Saturday, December 18, 2010

Trainspotting



You can pretty easily draw a comparison between Trainspotting and Requiem for a Dream, and the fact that the former came out four years earlier doesn't do the latter any favors. They're not quite the same, but they're both the second film by directors who are still acclaimed today, and use a lot of style to tell stories about the lives of drug addicts. Trainspotting is less overwhelming and depressing, and all told I ended up liking it more as a film. It's about five friends, three of which use heroin. One of them refuses but is a psycho on his own without the help of narcotics, and the other ends up getting pulled into that world worse than all of them.

There's an unusual flow to the plot as the protagonist played by Ewan McGregor goes through many ups and downs over time, falling into and out of his addiction. It's a good performance, making the character sympathetic despite myriad screw-ups and bad decisions, and the people around him are good too. My favorite character might be Tommy, played by Kevin McKidd with far more luxurious hair than I'm used to seeing, and Jonny Lee Miller (who we just saw do his best to save a disappointing season of Dexter) is another friend who sees himself as a very smart person, and who likes James Bond maybe a bit too much. Robert Carlyle is sort of a likable psychopath, and while I didn't know Ewen Bremner by name before this movie, I've seen him before and he fits his sad sack role well. Kelly Macdonald plays a girl Ewan rushes into a relationship with, and it's a pretty different part from what I'm used to seeing from her.

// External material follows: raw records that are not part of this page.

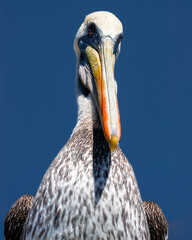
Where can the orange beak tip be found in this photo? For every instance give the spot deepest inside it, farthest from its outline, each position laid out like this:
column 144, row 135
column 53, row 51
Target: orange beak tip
column 113, row 142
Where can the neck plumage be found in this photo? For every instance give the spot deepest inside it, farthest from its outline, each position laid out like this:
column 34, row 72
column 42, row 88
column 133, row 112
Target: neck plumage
column 87, row 111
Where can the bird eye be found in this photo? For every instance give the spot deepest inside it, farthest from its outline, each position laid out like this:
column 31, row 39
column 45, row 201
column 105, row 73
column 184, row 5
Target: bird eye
column 91, row 29
column 120, row 37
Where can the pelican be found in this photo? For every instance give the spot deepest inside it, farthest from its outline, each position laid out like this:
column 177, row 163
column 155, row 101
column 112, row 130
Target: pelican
column 90, row 190
column 16, row 217
column 158, row 225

Danny Boyle's direction definitely helps the movie a lot, making every scene more interesting to watch and filling the whole thing with a lot of little touches that are both amusing and enhance the story. The scene where Ewan is in withdrawal and hallucinating is obviously a highlight and the film's most famous sequence, but it's far from the only scene that's unique and inventive. Things like completely entering the toilet and falling into the rug are similarly effective at putting you in the head of someone who's out of their mind, and it all works to somehow make the movie a bit more lighthearted than its subject matter would suggest without glorifying it. I really dug it a lot, more than Slumdog Millionaire, and Boyle is definitely a director I need to see more work by.